# Specific 3D Printers, Scanners, & Hardware > MakerBot Forum >  Replicator 2 layer shifting on Y

## Mortar Art

I have had a problematic Y axis since I got my Replicator 2 in April. The pulley set screw on the motor was basically a rounded hole when I received the printer, and so there was an inordinate amount of movement in the belt. I re-tensioned the Y-axis motor cable so many times that I split the motor bracket, and I've just replaced that, and tensioned the belt as much as I could, yet I'm still getting layer shifting in the first few layers of printing.

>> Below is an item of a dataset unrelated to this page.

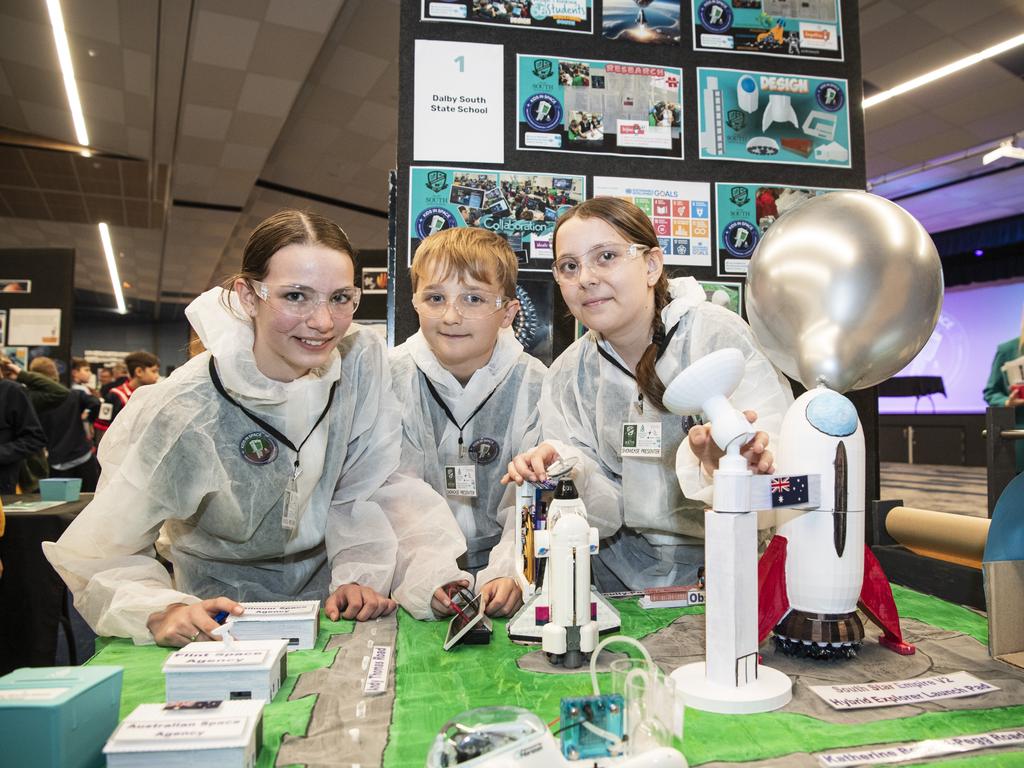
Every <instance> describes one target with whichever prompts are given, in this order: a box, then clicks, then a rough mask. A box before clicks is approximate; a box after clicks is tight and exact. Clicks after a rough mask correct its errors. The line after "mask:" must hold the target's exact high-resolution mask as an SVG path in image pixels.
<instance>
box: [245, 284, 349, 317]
mask: <svg viewBox="0 0 1024 768" xmlns="http://www.w3.org/2000/svg"><path fill="white" fill-rule="evenodd" d="M250 283H251V284H252V286H253V288H254V289H255V291H256V295H257V296H259V297H260V298H261V299H262V300H263V301H265V302H266V305H267V306H268V307H270V308H271V309H273V310H274V311H275V312H280V313H281V314H287V315H288V316H290V317H294V318H296V319H307V318H308V317H310V316H311V315H312V313H313V312H315V311H316V309H317V308H319V305H321V304H325V305H327V309H328V311H329V312H330V313H331V316H332V317H334V318H335V319H341V318H343V317H350V316H351V315H352V312H354V311H355V308H356V307H357V306H358V305H359V297H360V296H361V295H362V291H361V290H360V289H358V288H355V287H351V288H339V289H338V290H337V291H335V292H334V293H332V294H330V295H327V294H323V293H321V292H319V291H314V290H312V289H311V288H308V287H306V286H294V285H292V286H271V285H268V284H266V283H261V282H260V281H258V280H253V281H250Z"/></svg>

Below is the types of layer shift I'm getting:

1. Continued shifting for approximately 4mm Z, starting at ~40 degrees, turning a straight wall into a curve.
2. ~2mm shift between the 3rd and 4th layer of rafting.
3. Occasional jumps of ~0.5-1mm at ~4mm Z, only when using rafting

Some of the steps that I have not taken:

1. Switching the Botsteps to see if layer shift goes to X.
2. Ensuring the Y bars, that the gantry runs on are in alignment.
3. Getting someone else to tighten the Y-axis motor belt to confirm I'm doing it right.

Anyone have any experience with a range of issues, like the ones I've described?

----------